In the wake of last winter’s cheerleading and meet-the-crew feature stories, Awful Records’ heavy hitters have proven good at striking while the iron is hot. Father’s second-in-command Ethereal released the hazy jungle/drum-and-bass reliant Heat Death 2 and Father himself is back, just six months after the release of Young Hot Ebony, with Who’s Gonna Get Fucked First?, described on Father’s SoundCloud page as “32-mins of pure, unfiltered debauchery.” It’s an unambitious mission statement that fails to tell the entire story of one of the strongest rap releases in a month full of big names and a considerable amount of acclaim being tossed around.

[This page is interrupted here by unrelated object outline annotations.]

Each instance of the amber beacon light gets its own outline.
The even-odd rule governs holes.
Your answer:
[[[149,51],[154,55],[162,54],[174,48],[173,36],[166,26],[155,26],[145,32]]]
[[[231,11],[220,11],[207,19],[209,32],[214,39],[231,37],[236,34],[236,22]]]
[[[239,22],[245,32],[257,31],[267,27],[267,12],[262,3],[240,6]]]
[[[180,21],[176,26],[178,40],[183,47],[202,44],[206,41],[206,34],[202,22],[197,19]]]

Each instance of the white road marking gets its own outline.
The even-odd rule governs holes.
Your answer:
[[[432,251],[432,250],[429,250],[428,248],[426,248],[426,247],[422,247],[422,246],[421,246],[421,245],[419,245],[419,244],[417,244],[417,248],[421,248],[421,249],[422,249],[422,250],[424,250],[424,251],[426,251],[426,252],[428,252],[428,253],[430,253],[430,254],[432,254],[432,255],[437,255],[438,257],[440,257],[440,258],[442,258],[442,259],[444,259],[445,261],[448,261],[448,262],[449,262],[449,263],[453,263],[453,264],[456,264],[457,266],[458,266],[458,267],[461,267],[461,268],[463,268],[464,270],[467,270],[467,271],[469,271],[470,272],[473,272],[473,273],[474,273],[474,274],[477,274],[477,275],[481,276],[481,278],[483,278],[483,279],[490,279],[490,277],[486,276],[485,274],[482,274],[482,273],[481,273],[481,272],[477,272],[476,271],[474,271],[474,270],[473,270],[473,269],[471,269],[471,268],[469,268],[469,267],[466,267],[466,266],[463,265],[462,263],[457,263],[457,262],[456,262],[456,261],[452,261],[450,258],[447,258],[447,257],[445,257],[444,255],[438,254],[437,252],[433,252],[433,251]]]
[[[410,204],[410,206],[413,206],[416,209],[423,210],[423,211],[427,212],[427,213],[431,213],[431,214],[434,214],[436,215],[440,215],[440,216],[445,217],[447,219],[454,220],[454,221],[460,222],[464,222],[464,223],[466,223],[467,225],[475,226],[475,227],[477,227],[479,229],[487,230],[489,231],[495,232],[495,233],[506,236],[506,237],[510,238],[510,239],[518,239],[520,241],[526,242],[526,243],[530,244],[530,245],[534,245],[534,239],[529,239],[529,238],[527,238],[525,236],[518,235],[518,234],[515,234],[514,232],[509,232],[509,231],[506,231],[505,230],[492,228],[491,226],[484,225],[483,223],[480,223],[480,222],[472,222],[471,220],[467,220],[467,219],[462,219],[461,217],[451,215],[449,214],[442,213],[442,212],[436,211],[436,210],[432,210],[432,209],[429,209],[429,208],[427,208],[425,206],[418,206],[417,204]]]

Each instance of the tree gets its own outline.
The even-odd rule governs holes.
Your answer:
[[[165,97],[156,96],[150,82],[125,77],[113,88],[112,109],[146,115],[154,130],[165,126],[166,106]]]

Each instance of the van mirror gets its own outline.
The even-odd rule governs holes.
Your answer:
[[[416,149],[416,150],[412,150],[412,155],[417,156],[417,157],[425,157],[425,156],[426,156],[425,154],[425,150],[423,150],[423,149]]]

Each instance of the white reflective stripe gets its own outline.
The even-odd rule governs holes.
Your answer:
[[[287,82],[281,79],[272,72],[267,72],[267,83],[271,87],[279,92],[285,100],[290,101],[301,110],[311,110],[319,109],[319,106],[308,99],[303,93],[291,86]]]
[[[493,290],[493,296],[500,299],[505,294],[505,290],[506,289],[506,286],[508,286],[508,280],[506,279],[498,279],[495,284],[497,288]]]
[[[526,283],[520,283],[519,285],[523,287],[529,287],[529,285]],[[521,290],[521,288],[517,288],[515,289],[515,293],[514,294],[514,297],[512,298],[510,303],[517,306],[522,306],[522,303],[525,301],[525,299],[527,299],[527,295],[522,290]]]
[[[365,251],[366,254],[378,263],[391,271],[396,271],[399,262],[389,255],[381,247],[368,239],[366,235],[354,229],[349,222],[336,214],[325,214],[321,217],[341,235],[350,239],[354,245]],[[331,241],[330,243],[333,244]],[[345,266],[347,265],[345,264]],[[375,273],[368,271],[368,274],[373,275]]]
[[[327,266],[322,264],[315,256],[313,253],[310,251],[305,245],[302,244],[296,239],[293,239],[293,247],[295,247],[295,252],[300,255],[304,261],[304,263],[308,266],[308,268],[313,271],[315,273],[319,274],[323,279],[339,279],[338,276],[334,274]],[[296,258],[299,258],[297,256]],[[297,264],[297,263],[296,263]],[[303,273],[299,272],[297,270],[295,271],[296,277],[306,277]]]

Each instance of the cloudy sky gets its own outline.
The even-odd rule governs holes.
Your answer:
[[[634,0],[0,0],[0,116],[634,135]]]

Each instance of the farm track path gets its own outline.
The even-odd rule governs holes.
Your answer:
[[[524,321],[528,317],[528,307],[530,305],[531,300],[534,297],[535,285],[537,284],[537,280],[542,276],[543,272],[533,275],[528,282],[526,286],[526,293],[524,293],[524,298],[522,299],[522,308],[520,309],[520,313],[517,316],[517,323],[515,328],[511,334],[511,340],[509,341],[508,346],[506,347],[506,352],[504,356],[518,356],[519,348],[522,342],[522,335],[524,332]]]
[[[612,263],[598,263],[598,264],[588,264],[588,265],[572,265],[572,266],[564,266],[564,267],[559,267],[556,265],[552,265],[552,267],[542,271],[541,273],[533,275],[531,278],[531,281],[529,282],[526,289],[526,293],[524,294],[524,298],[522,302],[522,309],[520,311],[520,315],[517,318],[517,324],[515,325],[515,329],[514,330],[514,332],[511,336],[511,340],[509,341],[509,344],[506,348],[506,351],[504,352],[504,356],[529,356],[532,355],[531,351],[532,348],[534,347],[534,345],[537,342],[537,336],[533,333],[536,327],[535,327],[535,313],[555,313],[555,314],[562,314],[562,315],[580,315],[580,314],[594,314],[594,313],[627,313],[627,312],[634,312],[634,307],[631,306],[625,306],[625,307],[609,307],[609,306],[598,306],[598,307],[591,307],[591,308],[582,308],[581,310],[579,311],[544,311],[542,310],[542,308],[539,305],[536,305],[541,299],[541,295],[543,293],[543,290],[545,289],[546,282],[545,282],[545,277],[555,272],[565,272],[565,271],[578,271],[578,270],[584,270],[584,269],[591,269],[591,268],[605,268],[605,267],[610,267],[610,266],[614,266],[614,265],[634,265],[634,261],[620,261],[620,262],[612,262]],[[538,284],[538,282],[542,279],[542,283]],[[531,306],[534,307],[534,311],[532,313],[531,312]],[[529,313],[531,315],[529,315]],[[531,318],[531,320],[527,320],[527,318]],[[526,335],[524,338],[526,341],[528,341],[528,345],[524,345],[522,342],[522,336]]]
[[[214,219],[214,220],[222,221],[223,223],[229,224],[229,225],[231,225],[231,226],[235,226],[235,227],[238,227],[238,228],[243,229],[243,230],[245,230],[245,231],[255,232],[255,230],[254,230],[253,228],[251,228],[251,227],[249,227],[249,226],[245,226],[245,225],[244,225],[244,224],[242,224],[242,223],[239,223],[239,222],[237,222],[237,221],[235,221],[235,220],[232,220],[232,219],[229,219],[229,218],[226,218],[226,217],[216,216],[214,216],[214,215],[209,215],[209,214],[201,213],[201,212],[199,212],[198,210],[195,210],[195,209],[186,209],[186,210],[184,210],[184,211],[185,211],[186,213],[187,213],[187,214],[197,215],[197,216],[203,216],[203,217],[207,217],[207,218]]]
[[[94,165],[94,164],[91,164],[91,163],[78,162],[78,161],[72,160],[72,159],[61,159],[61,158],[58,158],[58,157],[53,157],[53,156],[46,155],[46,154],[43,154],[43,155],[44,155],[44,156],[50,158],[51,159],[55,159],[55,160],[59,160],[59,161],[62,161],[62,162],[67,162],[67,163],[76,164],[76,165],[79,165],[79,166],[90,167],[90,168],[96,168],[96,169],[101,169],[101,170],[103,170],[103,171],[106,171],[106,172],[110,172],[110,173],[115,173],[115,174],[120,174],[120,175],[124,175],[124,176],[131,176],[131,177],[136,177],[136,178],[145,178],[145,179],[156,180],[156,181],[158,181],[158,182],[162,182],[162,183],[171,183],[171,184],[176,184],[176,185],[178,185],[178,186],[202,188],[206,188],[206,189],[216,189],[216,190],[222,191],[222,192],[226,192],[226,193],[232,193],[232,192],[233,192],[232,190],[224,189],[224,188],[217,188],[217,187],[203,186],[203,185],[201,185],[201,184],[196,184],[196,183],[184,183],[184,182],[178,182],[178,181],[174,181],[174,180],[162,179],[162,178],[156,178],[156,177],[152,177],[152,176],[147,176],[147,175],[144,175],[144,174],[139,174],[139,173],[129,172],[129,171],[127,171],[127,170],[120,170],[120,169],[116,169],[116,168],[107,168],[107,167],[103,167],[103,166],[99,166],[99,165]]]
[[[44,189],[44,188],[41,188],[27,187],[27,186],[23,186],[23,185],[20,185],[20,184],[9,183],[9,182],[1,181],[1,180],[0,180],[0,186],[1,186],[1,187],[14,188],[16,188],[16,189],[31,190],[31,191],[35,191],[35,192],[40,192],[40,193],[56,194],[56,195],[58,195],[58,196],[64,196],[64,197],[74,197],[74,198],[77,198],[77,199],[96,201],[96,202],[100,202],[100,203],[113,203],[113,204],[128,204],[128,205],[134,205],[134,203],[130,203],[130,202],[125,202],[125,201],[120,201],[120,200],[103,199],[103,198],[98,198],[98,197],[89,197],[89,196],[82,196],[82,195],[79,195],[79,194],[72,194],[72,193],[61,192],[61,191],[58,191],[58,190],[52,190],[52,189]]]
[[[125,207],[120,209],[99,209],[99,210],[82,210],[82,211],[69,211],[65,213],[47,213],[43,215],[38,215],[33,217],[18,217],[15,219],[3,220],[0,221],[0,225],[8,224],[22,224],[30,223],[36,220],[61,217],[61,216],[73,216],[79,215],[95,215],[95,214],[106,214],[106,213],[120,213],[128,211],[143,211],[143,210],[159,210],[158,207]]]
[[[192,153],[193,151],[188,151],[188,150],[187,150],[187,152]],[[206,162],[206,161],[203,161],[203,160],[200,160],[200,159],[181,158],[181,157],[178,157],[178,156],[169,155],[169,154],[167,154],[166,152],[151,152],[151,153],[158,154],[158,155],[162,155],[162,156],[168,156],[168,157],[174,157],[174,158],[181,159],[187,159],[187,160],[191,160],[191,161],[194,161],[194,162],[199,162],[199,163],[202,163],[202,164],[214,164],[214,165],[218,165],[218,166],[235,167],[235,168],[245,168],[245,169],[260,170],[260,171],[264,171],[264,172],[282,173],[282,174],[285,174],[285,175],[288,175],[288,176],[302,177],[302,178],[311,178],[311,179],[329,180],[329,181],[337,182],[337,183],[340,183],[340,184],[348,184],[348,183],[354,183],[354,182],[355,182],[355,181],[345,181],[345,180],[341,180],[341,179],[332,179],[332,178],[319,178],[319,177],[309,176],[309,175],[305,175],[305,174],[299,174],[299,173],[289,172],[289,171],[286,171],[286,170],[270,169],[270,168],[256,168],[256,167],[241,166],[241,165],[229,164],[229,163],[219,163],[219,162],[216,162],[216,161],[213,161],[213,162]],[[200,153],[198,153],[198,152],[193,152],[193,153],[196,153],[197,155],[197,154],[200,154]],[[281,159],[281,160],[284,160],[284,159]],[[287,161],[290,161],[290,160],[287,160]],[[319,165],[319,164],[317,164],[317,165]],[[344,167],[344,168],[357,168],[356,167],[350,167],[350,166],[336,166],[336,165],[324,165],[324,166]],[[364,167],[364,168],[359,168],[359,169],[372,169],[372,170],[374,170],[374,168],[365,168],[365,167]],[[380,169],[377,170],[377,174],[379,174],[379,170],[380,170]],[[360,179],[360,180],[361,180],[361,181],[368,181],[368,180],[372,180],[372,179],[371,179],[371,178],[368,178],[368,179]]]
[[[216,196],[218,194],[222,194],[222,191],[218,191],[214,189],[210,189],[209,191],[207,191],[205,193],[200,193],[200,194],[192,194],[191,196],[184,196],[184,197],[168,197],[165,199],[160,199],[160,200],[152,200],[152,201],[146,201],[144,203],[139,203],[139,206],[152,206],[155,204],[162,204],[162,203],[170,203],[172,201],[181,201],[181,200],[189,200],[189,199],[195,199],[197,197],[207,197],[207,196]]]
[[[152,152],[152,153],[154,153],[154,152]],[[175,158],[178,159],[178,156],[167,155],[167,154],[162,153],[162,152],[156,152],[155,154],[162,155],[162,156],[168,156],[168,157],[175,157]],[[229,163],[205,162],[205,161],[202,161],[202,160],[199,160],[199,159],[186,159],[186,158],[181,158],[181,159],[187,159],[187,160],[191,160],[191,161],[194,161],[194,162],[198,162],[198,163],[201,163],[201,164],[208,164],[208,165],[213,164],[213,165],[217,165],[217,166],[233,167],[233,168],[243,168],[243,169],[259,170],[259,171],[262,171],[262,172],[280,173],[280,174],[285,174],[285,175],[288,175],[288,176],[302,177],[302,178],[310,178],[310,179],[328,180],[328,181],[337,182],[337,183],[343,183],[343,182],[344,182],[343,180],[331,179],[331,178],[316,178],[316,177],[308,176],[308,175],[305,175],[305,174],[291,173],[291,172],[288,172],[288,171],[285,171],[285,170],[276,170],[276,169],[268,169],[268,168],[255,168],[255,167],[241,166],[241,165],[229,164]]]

For starters, there are nods and winks all over Father’s music. There was the “never whipped a brick/but I get the gist” line from “Look At Wrist” that could play into the notion of trap music’s fans being completely removed from that setting, equating any type of work put in to the glamor of relentless drug trafficking. Surely, it’s a claim Father is applying to himself, one that he has the guts to verbalize.
While a wry writer’s voice from Father can come in “blink-and-you-miss-it” doses, his aesthetic remains unpretentious. If the fun is had at the expense of anyone, it is the high-strung, addressed by Richposlim on “BET Uncut” (“I say she’s sexually liberated/you call her ass a ho”), simultaneously Eurostepping the “good girl” nonsense we left in 2013 and playing the ancient “U Mad Bro” card. It’s fitting on a millennial album that remembers “BET Uncut” enough to properly use it in context and make J-Kwon’s calling card, “Tipsy“, the template for what may wind up being the album’s biggest hit (“Everybody In The Club’s Getting Shot”), while invoking Lil B (“Read Her Lips”) and using “IRL” in a sentence (Abra on “Gurl”).
Who’s Gonna Get Fucked First? yields no massive tweaks to Father’s formula, but rather improves on its predecessor by simply adding four minutes and spreading the album’s strengths rather equally throughout its duration. It’s a reprise of his role of the fun-loving everyman from Young Hot Ebony, but this is Atlanta and 2015, so this not the material found on Murs or Little Brother’s output of roughly a decade ago. No, aside from living up to whatever “Weird Atlanta” billing this release will certainly be slapped with, this is an everyman that has spent enough time out and about in a major city as a child to successfully execute “boricua, morena” as a hook and enough time killed with friends in that very same youth to know he should treat his inner circle to Zaxby’s amidst Who’s Gonna Get Fucked First?‘s sea of references to the Internet, girls, and television. Father isn’t simply just doing it for the Vine.